Article Date: 1/1/2008

OCT Imaging: Advances Over the Past 5 Years and Beyond

OCT Imaging: Advances Over the Past 5 Years and Beyond

Optical coherence technology has come a long way, and it continues to move forward.


Over the past 16 years optical coherence tomography (OCT) has developed from a simple concept to a critical part of the retinal specialists' diagnostic arsenal.1 It has supplemented, and in many instances replaced, earlier imaging modalities, making diagnosis much easier and faster for patients and clinicians alike. OCT's inherent advantages over contact lens biomicroscopy, ultrasound and fluorescein angiography include the following: It is non-invasive, it does not require contact with the globe with a coupling agent, it is more comfortable for the patient, it can be imaged through a moderately sized nondilated pupil, and it allows imaging at the 15-μm level — far beyond ultrasound, computed tomography, or magnetic resonance imaging resolution.

The technique was first demonstrated in 1991 with ~30-μm axial resolution.2 The first commercially available OCT was the Carl Zeiss Meditec (CZM, Dublin, CA) OCT1. It was improved in 2001 with the introduction of wide-bandwidth (over a ~100-nm range) light sources, and submicrometer resolution was achieved. In 2003, CZM released the Stratus OCT.3 Soon new advances in image acquisition and analysis will allow much higher resolution images, and the combination of OCT with other imaging modalities will give new insights to clinical pathology.4

OCT has been used to image many tissues in many parts of the body.5 It has been most successful in the eye, due to the transparent nature of the optical system. OCT has been widely used for anterior- and posterior-segment pathology. For purposes of this article we will concentrate on retinal imaging.

Henry Alexander Leder, MD, is a medical retinal fellow at the Duke University Eye Center in Durham, N.C. Scott W. Cousins, MD, is the director of the Duke Center for Macular Diseases at Duke Eye Center. Dr. Leder has no financial disclosures to report. Dr. Cousins has served as a consultant for Alcon, Allergan, Genentech, and (OSI) Eyetech; and a speaker for (OSI) Eyetech/Pfizer; and he has received grant and research support from Carl Zeiss Meditec.


Optical coherence tomography is often compared to an ultrasound imaging device, except that it uses light instead of sound. This is superficially correct. Light travels in a vacuum at 300 000 000 m/second, while sound travels at approximately 300 m/second.6 The speed of light is so great that a direct measurement of the time delay of light is not possible. Instead, OCT uses the principle of interferometry to measure indirectly distances with reflected light.

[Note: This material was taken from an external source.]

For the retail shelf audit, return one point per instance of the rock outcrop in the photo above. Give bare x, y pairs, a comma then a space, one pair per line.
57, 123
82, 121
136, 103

Either coherent laser light or low-coherence, conventional light is used. A beam splitter splits the light, with a fraction of the light reflecting off the retina. Most OCT systems use near-infrared light in the 600-nm to 2000-nm range.5 This spectrum is convenient because it has low absorption for tissue, water, and pigments. It is also more comfortable for patients and allows imaging through a nondilated pupil. The other fraction of the beam is kept as a reference traveling a known distance. The light beams are then recombined and an interference pattern created. Light of the same frequency that is out of phase interferes destructively, while light of the same frequency that is in phase interferes constructively. Thus the distance the light traveled before reflecting off the retinal surface can be calculated using the interference pattern.

In time-domain OCT (TD-OCT) a mirror is moved to vary the distance traveled by the reference beam. The interference pattern varies with the mirror's movement and the output is used to create an A-scan or 1-D output. Multiple A-scans can be combined to form a B-scan or 2-D image. In turn, multiple B-scans can be combined into a 3-D map.5 From this 3-D model, planes parallel to the retinal surface, called C-scans, can be imaged. This is like taking horizontal layers through a cake, unlike B-scans, which are vertical slices. The problem with TD-OCT is that the mechanical component, movement of the mirror, limits the speed of the machine. Scan speeds are approximately 400 A-scans per second.


A paradigm shift has occurred in OCT with the development of Fourier- or spectral-domain (SD)-OCT. SD-OCT discards the mechanical mirror completely. Instead a spectrometer and a high-resolution charged-couple device (CCD) camera are used to image low-coherence light. The signals are interpreted using a Fourier transform algorithm to electronically, rather then mechanically, separate the interference pattern into different frequencies.5 This permits simultaneous axial analysis, rather than the sequential analysis of TD-OCT, thus affording much greater imaging speed. (The development of this technology was dependent on advances in CCD detectors and computer processing speed.) Speeds achieved using SDOCT are approximately 26 000 axial scans per second, or 60 times faster then TD-OCT. This faster speed means less movement artifact and greater comfort to the patient, as well as the ability to generate much more detailed 3-D images. Although the theoretical axial and transverse resolutions are similar in TD-OCT and SDOCT, in practice movement artifact limits TD-OCT's resolution. With the higher scan speeds of SD-OCT, this artifact is greatly reduced.


In addition, the new Heidelberg (Vista, CA) SDOCT uses automatic eyetracking software to reduce movement and blink artifacts from the patient. This allows a much greater level of detail as well as simultaneous imaging with other modalities such as fluorescein, indocyanine green (ICG), autofluorescence, infrared, and red-free images. It is hoped that combining these imaging modalities will provide new insights into the structure and function of disease and enable quick and precise diagnosis for our patients.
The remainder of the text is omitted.